Judges to qualify for protection filed claims from January 19, 2008, whose quest is to grant a pension pursuant to Decree Law No. 18846, or a disability pension under the Law No. 26 790 and Supreme Decree No. 003-98-SA, the declared inadmissible if it finds that the applicant has annexed to its application to the opinion or medical certificate issued by the Medical Commissions assessments or grades of EsSalud Disabilities, or the Ministry of Health or EPS.



49. Finally, should be set as the last rule of procedure in which cases it is valid to impose sanctions on the parties. In this sense, the fourth rule of procedure to be established as a new binding precedent is that: the ONP and insurance companies that do not apply the binding precedent will be imposed coercive measures under Article 22. º of CPConst. Also, the applicants lodging an amparo manifestly unfounded claims as contrary to binding precedent mentioned, they require payment of costs and costs of prosecution for their reckless actions. On the other hand, the lawyers require them to pay a fine, when the Court is established that they were aware processes that sponsor whose claims are contrary to binding precedent.



3. § Analysis of the dispute



50. On the possibility of receiving a pension twice by the same occupational disease, we must refer to binding precedent originally established in the STC-PA 10063-2006, and recognized as binding precedent by the SSTC 6612-2005-PA 10087-2005-PA as states that "no insured who receives annuity under Decree Law No. 18846 may be charged for the same accident or occupational disease or an increase in his incapacity to work a disability pension under Decree Law No. 19990 or to the Law No. 26790. "



51. With respect to items of interest to the resolution of this case, it should be noted that Resolution No. 11, dated May 24, 2005, issued by the Civil Chamber of the Superior Court of Justice of Ica, in the process under fallen in Exp No. 2004-1846, as contained in the file together, we prove that the Office of Normalization was ordered granted the plaintiff a disability pension for occupational disease under the Law No. 26790 and its complementary and related. Should also be noted that the referral process the claim for protection was upheld because the report medical evaluation dated 20 September 2003, which has also been submitted in this process, it was proved that the claimant suffers from pneumoconiosis (silicosis) with 80% disability.



52. Therefore, noticeable that the applicant is receiving a disability pension for occupational disease under the Law No. 26790, it is not legitimate to receive a second disability pension for the same occupational disease or illness, which is why the application must be dismissed.



For these reasons, the Constitutional Court with the authority under the Constitution of Peru
RESOLVED





1. Declare the petition.



2. Under Article VII of the Preliminary Constitutional Procedural Code, is repeated as binding precedent the rules contained in the grounds 9, 11, 12, 14, 16, 17, 18, 24, 26, 27, 31, 34, 37, 40 , 42 and 45 which are: a.



There is no limitation period to apply for the grant of an annuity under Decree Law No. 18846, as access to a pension is part of the content of constitutionally protected fundamental right to a pension, which is, like all fundamental rights , the nature of limitations.

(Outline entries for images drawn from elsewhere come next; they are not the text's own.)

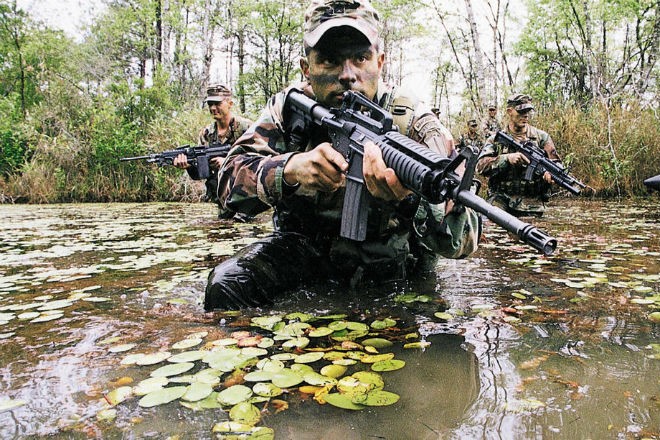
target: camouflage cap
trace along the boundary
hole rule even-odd
[[[222,102],[228,98],[231,98],[231,89],[222,84],[214,84],[206,89],[204,102]]]
[[[350,26],[369,40],[378,42],[378,12],[369,0],[312,0],[305,11],[303,41],[314,47],[323,34],[340,26]]]
[[[517,112],[534,110],[532,97],[529,95],[523,95],[522,93],[516,93],[509,96],[506,100],[506,106]]]

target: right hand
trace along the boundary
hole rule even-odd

B.



You do not lose the right to a pension for work as employee, as long as they have worked before as a laborer in the center of employment during the term of the Decree Law No. 18846, whenever the work performed as an employee not diminishes the risk to health that was exposed during the performance of work as a laborer. C.

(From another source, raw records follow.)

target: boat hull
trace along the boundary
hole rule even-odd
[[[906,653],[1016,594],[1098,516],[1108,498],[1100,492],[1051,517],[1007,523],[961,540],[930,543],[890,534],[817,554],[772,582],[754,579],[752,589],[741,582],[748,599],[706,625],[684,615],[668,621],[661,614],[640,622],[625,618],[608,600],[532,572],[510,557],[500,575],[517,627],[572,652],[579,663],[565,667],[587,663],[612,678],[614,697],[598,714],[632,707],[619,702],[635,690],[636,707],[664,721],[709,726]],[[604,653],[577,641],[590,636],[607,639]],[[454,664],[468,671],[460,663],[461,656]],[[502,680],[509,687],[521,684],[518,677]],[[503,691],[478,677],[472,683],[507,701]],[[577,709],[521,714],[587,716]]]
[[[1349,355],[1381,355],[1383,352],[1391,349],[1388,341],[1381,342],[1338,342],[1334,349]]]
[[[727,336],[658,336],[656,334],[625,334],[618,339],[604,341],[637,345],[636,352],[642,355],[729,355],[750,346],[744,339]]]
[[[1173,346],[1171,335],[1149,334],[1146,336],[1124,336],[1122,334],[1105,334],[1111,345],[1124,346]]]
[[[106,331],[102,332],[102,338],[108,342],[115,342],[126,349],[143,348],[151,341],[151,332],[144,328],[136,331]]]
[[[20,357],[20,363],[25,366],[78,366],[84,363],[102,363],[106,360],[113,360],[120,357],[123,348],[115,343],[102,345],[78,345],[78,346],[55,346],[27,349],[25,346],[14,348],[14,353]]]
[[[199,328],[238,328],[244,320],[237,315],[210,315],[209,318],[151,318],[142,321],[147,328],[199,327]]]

Workers employed workers who were never, or if you were not in the same workplace in which they work as employees, are protected by the disability pension of Decree Law No. 19990 in its subsection d) of article 25. º says the insured is entitled to an invalidity pension has been produced by common or work accident or occupational disease, provided that the date when the risk has been providing, in accordance with the provisions of Article 29., Decree Supreme N. º 011-74-TR. D.

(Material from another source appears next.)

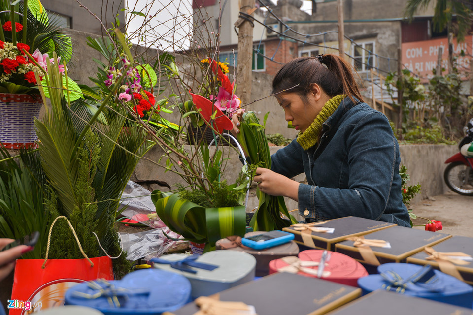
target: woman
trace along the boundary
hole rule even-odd
[[[296,58],[278,72],[272,93],[300,133],[254,181],[297,201],[308,222],[355,216],[410,227],[397,141],[386,116],[363,102],[352,71],[328,54]],[[232,117],[234,133],[242,112]],[[303,172],[308,184],[291,179]]]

In amparo proceedings relating to the granting of an annuity under Decree Law No. 18846 or disability pension under the Law No. 26790 of the occupational disease can only be credited with an examination or medical report issued by a Medical Commission Disability Evaluation of the Ministry of Health, EsSalud or an EPS, as noted by Article 26., Decree Law No. 19990. Should be borne in mind that if after further verification it is found that the examination or medical opinion of incapacity or disability is false or contains incorrect information, will be responsible for this criminal and administrative proceedings, the doctor who issued the certificate and each of the members Medical Boards of the entities referred to, and the applicant. E.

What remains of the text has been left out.